This is way more complex of a Sangria than I thought I would be able to get out of it. This is due to an extreme case of being flustered, tired, and combatting a cold. To sum it up, I was too lazy to check in on it after the first day and just let it sit for two days in the fridge. Result: a sangria for cocktail lovers.
The ingredients for this sangria recipe were all available in my area, but I had to visit three stores to get them all. That’s a lot of effort for me, but I was pretty motivated. The wine, sage, blackberries, and limes were all found at Publix. Then I had to hit up Fresh Market for the blood oranges, and Winn Dixie for the bourbon.
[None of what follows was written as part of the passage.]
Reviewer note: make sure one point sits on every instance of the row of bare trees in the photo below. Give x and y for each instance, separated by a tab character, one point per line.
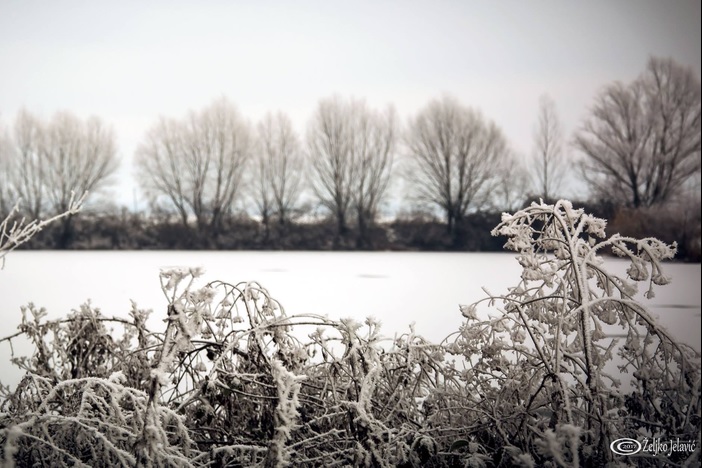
639	147
46	164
I used one of my favorites, Bulleit Bourbon, instead of the Four Roses the recipe calls for. Winn Dixie had Four Roses, and I’ve wanted to try it, but it was $50 a bottle. Yikes! I’ve heard it’s good, but that was too splurgy for my budget. Bulleit was half that.
This sangria has to sit in the refrigerator for 2 days, so I made it well ahead of when I planned to drink it. That can be good and bad. Good if you’re throwing a party and want to have your drinks prepared ahead of time. Bad if you run out. Very bad LOL!
The sangria needing to steep for a couple of days wasn’t surprising, but the addition of black pepper simple syrup struck me as unusual. My experience has been the sweetness in sangria comes from fruit juices. However, the addition of black pepper was intriguing, so I went with it.
The syrup was easy to make. Just put the sugar, water, and half the black peppercorns into a small saucepan to heat. I placed the other half of the peppercorns into a ziplock bag and lightly smashed them with a meat mallet.
I mixed up the other ingredients while the simple syrup was steeping and cooling. Then all I had to do was add it to the sangria and pop it into the refrigerator for a couple of days. Mixing everything up took 22 minutes.
The recipe says to store the sangria in a mixing glass topped with a Boston strainer. I hate the way wine and liquor taste when they oxidize, so I went a different route. Instead, I chose a small, sealed 2-cup container that the sangria nearly filled. That way there was very little air inside the container and none got in. It kept everything nice and fresh.